Q: Using DigitalOcean to host a VPN?

Bans still happen for abuse/spam and banning well-known VPS/Server/Cloud Providers isn't all that uncommon when it becomes an issue. This happens on every platform, otherwise there wouldn't be a platform. Voat has experienced many DDOS attacks in its days - so it wouldn't be surprising if some of the attacks originated from a VPS Provider and got the IP range banned.


> This happens on every platform, otherwise there wouldn't be a platform.

It's just a bit hypocritical of the Voat people to complain that another platform has arbitrary and carpricious censorship, and then to start their own platform that ostensibly has no censorship, only to instate their own arbitrary and capricious censorship.


Banning legitimate users, editing their posts, and shadowbanning are examples of "arbitrary and capricious censorship". Banning IP ranges for effectively taking down the platform (thereby censoring everyone using the platform) is not arbitrary - although it may be capricious (since it may be unbanned once the abuse has stopped in hopes the abuse doesn't immediately start back up).

Spinning up an ad bot and spamming 10,000 messages every hour on every board effectively shuts down discussion for any legitimate users. It takes extremely bad faith to argue that stopping spam and bots is anything equivalent to censorship. Especially when the goal of the abuse is to remove the platform for the legitimate users to converse on, in an attempt to silence them.

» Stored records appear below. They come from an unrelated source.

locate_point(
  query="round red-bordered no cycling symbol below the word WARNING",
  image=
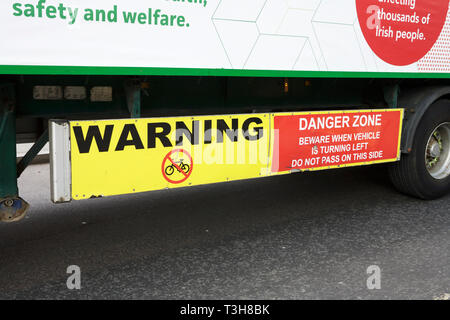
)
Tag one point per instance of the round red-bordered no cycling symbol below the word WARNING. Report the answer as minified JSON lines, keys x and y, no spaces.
{"x":177,"y":166}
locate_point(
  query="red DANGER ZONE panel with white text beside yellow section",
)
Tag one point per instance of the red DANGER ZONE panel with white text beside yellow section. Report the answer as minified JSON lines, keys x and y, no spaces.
{"x":312,"y":141}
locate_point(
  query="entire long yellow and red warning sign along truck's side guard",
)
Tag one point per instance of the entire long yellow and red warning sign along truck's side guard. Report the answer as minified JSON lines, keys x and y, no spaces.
{"x":113,"y":157}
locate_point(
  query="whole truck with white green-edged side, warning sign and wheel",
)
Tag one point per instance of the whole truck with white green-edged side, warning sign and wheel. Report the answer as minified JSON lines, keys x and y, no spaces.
{"x":137,"y":96}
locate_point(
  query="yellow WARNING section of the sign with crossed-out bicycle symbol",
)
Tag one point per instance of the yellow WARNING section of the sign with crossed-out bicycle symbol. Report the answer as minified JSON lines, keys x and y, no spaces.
{"x":113,"y":157}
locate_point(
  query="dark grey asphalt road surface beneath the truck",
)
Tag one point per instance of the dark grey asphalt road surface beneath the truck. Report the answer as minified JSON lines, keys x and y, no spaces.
{"x":303,"y":236}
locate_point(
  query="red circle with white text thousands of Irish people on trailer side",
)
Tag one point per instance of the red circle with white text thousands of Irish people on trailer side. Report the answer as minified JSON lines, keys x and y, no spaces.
{"x":401,"y":32}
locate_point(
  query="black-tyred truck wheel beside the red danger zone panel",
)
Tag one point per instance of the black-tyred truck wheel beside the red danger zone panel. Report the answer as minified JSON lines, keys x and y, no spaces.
{"x":425,"y":172}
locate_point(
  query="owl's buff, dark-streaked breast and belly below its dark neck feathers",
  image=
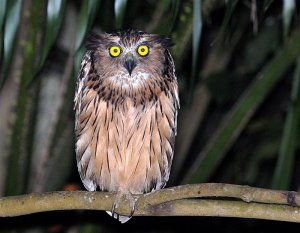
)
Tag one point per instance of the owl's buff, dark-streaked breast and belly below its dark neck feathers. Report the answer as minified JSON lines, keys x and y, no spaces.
{"x":124,"y":139}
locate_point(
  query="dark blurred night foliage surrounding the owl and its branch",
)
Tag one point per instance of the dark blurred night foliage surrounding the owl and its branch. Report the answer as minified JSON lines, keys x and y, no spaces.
{"x":239,"y":92}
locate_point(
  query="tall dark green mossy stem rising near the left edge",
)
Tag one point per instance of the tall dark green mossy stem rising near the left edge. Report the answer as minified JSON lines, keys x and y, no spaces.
{"x":29,"y":46}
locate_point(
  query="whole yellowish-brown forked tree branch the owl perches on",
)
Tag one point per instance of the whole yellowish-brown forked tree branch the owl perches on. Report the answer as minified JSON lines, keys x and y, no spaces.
{"x":224,"y":200}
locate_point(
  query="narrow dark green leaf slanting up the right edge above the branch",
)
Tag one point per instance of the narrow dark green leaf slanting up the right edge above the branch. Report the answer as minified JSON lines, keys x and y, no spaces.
{"x":286,"y":158}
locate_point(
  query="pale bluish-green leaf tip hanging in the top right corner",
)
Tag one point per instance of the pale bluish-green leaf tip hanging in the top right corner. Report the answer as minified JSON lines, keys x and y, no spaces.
{"x":287,"y":13}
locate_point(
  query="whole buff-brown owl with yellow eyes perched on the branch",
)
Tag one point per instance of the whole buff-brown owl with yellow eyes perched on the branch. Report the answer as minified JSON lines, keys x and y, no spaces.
{"x":126,"y":105}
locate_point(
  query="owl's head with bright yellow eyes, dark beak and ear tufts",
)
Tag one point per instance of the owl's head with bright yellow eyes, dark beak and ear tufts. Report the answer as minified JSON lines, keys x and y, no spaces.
{"x":129,"y":53}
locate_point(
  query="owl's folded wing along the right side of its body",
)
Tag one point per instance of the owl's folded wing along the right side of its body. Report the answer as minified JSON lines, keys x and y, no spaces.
{"x":164,"y":127}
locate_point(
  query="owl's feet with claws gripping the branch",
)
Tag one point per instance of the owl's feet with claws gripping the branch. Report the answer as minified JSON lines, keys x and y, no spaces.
{"x":117,"y":202}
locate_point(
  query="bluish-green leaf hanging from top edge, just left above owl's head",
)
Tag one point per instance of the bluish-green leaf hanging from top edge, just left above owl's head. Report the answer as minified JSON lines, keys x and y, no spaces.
{"x":87,"y":15}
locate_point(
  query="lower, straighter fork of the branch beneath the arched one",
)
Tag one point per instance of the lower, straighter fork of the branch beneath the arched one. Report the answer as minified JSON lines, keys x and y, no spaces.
{"x":222,"y":208}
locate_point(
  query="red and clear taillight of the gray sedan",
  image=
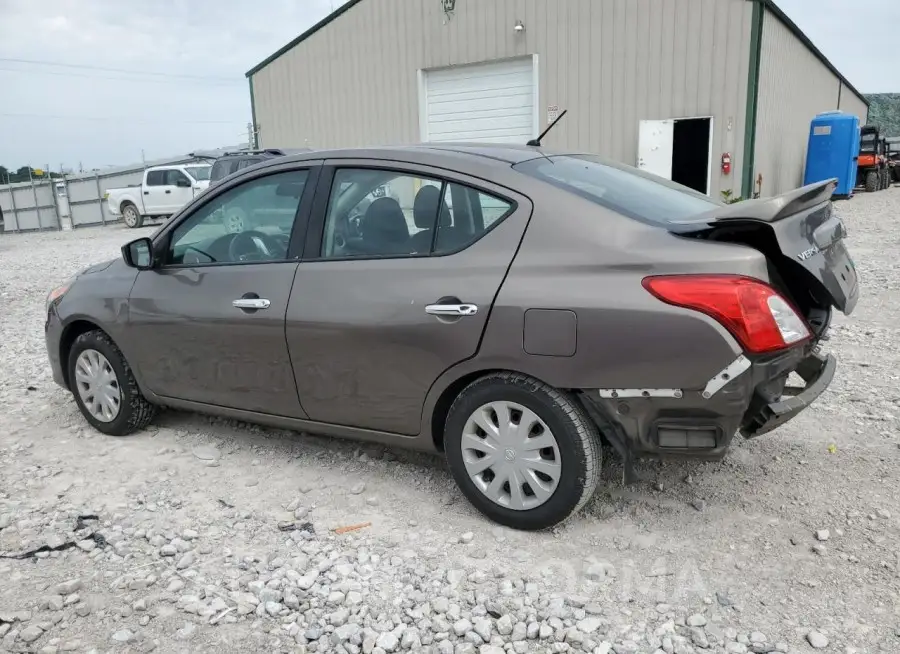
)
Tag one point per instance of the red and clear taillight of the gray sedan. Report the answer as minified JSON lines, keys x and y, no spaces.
{"x":755,"y":313}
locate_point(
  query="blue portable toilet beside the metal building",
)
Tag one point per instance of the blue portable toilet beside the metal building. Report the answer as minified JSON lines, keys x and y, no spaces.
{"x":832,"y":150}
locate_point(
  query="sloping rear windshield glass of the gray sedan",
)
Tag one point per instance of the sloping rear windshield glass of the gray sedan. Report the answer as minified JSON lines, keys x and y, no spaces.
{"x":620,"y":188}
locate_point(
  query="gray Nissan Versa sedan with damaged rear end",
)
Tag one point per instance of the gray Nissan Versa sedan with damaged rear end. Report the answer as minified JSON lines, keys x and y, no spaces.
{"x":511,"y":307}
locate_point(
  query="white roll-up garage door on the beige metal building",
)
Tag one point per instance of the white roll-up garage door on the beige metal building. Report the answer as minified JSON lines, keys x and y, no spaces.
{"x":493,"y":102}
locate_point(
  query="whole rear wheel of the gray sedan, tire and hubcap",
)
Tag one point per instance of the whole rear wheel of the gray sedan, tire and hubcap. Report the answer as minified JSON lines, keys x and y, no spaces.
{"x":523,"y":453}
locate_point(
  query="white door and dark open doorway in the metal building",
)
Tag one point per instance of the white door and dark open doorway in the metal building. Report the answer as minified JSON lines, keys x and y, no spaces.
{"x":678,"y":149}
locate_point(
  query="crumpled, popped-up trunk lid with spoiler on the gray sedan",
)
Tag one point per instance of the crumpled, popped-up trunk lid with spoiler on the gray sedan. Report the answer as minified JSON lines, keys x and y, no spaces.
{"x":799,"y":232}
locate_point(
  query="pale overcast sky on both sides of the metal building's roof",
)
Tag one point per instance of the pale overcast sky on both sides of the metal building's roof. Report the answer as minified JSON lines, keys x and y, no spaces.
{"x":69,"y":114}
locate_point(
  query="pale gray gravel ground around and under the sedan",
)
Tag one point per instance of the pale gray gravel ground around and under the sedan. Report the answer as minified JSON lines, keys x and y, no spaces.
{"x":203,"y":535}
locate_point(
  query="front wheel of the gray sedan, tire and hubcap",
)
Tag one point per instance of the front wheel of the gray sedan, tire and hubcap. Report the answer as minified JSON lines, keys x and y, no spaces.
{"x":104,"y":386}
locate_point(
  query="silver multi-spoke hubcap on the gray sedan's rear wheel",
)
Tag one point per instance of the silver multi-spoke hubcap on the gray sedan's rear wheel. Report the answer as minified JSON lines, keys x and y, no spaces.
{"x":511,"y":455}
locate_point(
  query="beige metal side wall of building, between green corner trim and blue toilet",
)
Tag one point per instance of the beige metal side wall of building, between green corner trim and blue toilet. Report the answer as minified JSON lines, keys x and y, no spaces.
{"x":794,"y":86}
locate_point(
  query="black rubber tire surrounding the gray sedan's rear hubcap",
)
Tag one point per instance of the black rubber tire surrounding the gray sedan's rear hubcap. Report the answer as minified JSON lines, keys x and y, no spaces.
{"x":577,"y":437}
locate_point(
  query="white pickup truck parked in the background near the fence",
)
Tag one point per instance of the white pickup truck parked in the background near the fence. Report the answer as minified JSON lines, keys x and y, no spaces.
{"x":164,"y":191}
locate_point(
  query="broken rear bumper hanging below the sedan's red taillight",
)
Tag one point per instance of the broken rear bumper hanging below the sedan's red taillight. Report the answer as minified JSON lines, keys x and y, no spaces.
{"x":749,"y":396}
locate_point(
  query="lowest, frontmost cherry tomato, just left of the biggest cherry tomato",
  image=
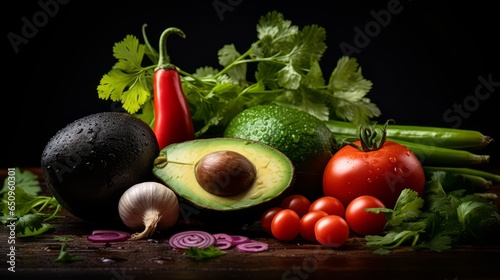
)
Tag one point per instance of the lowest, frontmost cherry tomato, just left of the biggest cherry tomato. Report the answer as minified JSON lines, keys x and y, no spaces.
{"x":331,"y":231}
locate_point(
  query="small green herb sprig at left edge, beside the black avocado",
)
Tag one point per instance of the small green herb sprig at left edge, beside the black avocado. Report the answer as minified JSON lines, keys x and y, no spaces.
{"x":25,"y":207}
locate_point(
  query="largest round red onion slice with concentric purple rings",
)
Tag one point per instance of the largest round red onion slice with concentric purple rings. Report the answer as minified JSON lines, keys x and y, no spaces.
{"x":191,"y":238}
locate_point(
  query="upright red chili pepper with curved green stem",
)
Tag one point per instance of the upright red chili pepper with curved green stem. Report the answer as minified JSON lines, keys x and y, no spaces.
{"x":172,"y":123}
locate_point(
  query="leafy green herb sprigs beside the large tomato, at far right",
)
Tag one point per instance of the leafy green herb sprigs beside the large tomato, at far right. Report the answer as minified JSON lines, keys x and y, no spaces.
{"x":437,"y":220}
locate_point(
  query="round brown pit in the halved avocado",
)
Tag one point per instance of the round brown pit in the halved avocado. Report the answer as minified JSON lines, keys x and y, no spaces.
{"x":225,"y":173}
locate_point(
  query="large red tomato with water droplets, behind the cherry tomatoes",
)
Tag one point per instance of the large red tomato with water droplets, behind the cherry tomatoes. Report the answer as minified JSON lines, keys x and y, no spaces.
{"x":382,"y":173}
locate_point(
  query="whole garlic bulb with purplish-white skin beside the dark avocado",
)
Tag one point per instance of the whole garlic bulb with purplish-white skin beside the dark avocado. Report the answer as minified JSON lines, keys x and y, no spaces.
{"x":148,"y":205}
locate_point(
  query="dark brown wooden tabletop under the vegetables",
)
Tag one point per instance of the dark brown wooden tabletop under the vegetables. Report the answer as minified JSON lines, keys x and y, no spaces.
{"x":155,"y":259}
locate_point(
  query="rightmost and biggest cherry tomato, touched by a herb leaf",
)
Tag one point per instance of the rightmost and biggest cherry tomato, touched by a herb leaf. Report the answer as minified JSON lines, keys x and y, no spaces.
{"x":362,"y":222}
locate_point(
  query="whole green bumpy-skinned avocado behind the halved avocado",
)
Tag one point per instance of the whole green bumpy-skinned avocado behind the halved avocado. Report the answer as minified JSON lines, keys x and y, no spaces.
{"x":302,"y":137}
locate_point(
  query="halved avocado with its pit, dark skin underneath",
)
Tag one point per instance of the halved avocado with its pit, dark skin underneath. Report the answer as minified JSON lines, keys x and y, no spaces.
{"x":177,"y":164}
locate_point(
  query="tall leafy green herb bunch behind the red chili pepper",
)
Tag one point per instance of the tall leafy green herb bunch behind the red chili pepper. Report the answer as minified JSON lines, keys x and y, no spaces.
{"x":288,"y":73}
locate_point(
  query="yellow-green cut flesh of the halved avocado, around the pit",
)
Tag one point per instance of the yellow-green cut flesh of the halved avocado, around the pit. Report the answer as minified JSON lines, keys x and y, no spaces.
{"x":274,"y":172}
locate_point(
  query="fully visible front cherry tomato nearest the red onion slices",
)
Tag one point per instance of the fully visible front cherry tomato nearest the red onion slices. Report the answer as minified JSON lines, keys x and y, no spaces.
{"x":285,"y":225}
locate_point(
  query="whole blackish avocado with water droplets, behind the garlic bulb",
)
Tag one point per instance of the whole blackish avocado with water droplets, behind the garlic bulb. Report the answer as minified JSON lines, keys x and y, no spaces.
{"x":88,"y":164}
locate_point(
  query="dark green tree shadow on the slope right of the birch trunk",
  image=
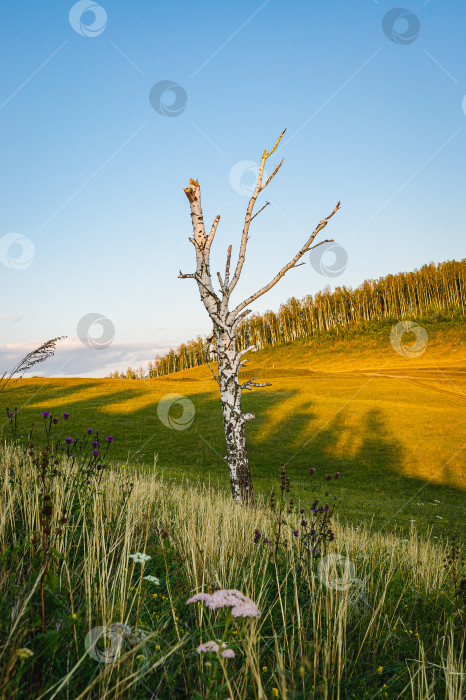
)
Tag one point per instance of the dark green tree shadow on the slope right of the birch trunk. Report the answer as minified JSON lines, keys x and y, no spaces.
{"x":373,"y":483}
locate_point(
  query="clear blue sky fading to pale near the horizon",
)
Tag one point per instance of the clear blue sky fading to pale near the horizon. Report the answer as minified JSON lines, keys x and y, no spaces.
{"x":94,"y":219}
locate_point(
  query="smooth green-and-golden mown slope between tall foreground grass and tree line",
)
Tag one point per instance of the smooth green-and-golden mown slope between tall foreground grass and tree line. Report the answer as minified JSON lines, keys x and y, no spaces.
{"x":393,"y":427}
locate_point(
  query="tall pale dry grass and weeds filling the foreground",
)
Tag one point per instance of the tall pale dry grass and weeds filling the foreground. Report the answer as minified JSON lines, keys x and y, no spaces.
{"x":367,"y":615}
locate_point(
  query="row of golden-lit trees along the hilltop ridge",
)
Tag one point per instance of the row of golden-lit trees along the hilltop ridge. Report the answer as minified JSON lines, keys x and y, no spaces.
{"x":434,"y":287}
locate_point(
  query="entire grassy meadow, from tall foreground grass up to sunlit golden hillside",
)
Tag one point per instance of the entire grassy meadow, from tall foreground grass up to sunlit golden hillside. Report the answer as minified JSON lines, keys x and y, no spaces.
{"x":128,"y":572}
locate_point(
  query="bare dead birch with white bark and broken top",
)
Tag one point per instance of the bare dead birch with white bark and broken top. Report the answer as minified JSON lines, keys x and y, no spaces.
{"x":226,"y":322}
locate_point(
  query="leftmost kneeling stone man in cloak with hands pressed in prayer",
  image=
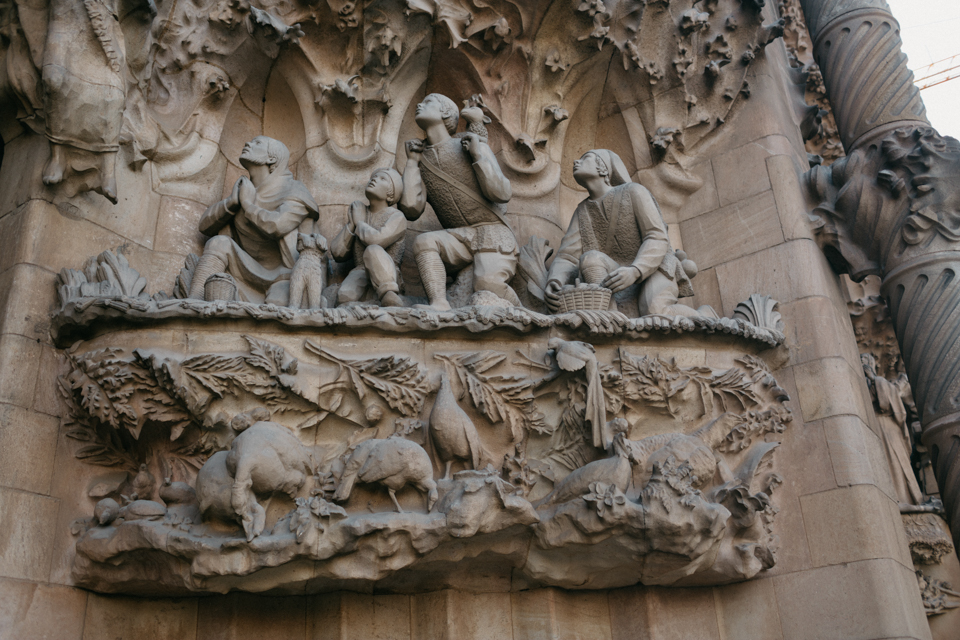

Stopping spam and bots is fine, but I'm not a spammer or a bot and I'm still banned.

Reddit can do better than this, and doesn't market itself as a "no censorship" alternative. Voat should be doing even better than reddit.


No, but you were trying to access through a DigitalOcean IP which may have been range banned for spam/abuse/botting. Same reason why almost any public proxy is banned on 4chan. Same reason many uploading/hosting sites block Tor exit nodes. If your intention was to remain private - they do not guarantee that anywhere.

Arguing that you "are" DigitalOcean and they are censoring you is a bit disingenuous if you ask me.


I'm not arguing that I am DigitalOcean any more than someone browsing via Comcast is Comcast.

It wouldn't be fair to block all Comcast users and it's not fair to block all DigitalOcean users.


I liked Voat in the beginning. Then it became 4chan.


It's hardly surprising given how many truly repugnant people on Reddit were promoting Voat as an alternative to Reddit for the subreddits that were so bad that even Reddit wouldn't tolerate them.